Re: [sixties-l] Takin' It to the Streets

From: Jeffrey Blankfort (
Date: Mon Jul 03 2000 - 21:55:58 CUT

  • Next message: Maria Bruno: "Re: [sixties-l] Takin' It to the Streets"

    The problem with the general histories and recollections of the Sixties
    that get into print is that not that they are US-Centric, but that with
    the exceptions of the more notable events of the Civil Rights Movement,
    a recognition of the Panthers, and Malcolm, they tend to ignore, like
    the mainstream media, significant events that took place in America;s
    black communities. Two examples come immediately to mind. First, in
    Berkeley, there is the well-publicized record of the Reagan calling out
    the National Guard during the struggle over People's Park which vets of
    the movement still talk about. There is nary a mention, however, of Gov.
    Pat Brown, Jerry's father, sending the National Guard to occupy the
    black ghettos of Hunters Point and the Fillmore in 1966, following a
    shootout with the SFPD in the former.

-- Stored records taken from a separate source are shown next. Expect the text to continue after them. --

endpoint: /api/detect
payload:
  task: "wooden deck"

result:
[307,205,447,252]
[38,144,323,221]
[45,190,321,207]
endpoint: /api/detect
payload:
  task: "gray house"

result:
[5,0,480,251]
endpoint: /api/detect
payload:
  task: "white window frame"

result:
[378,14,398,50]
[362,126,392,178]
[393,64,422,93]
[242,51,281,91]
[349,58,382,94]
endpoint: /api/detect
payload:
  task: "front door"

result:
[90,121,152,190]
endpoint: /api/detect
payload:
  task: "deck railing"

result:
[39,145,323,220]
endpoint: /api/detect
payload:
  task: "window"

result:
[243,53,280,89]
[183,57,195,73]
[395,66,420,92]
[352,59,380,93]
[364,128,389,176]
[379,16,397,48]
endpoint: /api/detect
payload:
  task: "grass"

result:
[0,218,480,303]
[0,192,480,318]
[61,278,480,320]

    Another untold story is what happened in Wilmington, Delaware, following
    the murder of MLK Jr. The governor called out the national guard to
    quell the city's angry black citizenry and, at least eight years, later,
    I remember reading a small item noting that they were still there. When
    did they leave? I don't know and the story was ignored by the
    alternative media as it was by the mainstream. Delaware is like a
    country almost unto itself, controlled by DuPont with its puppet,
    Liberal Warmonger Biden, on a string. There seems to be some control
    over stories that come out of there, but the military occupation of a US
    city for that period of time should have been something East Coast
    movement members paid attention to.

    Jeff Blankfort

    > Date: Mon, 3 Jul 2000 06:42:43 -0400
    > From: "Jay Moore" <>
    > Subject: Re: [sixties-l] Takin' It to the Streets
    > Dear Alex,
    > Ron Jacobs and I have using your and Wini Breines's book as the core text
    > for our popular Sixties course at the University of Vermont. It's a damn
    > good book for the U.S. movements (and which even mentions the evil goings on
    > with the "Vietnam Project" at my old alma mater, Michigan State). I don't
    > have any suggestions for adding or subtracting texts from what you've got.
    > We'll almost certainly use your book again at least one more time. I guess,
    > however, what I am looking for at this point, in thinking through the
    > experiences with the class, is another book altogether. I also teach World
    > History, and I'm getting very dissatisfied with teaching the Sixties course
    > in a U.S.-centric kind of format, when, as we all know, what happened in the
    > Sixties was a truly Global Revolution with many things ricocheting off other
    > things all over the place in space and time. Unfortunately, the student
    > doesn't get that sense from your book much at all. Maybe, the Listees all
    > need to collaborate on what might be the essential pieces for a truly
    > global compendium of primary sources on the Sixties. Just about every
    > Sixties book I know, with perhaps one or two exceptions like Tariq Ali's
    > book on 1968, is the same way.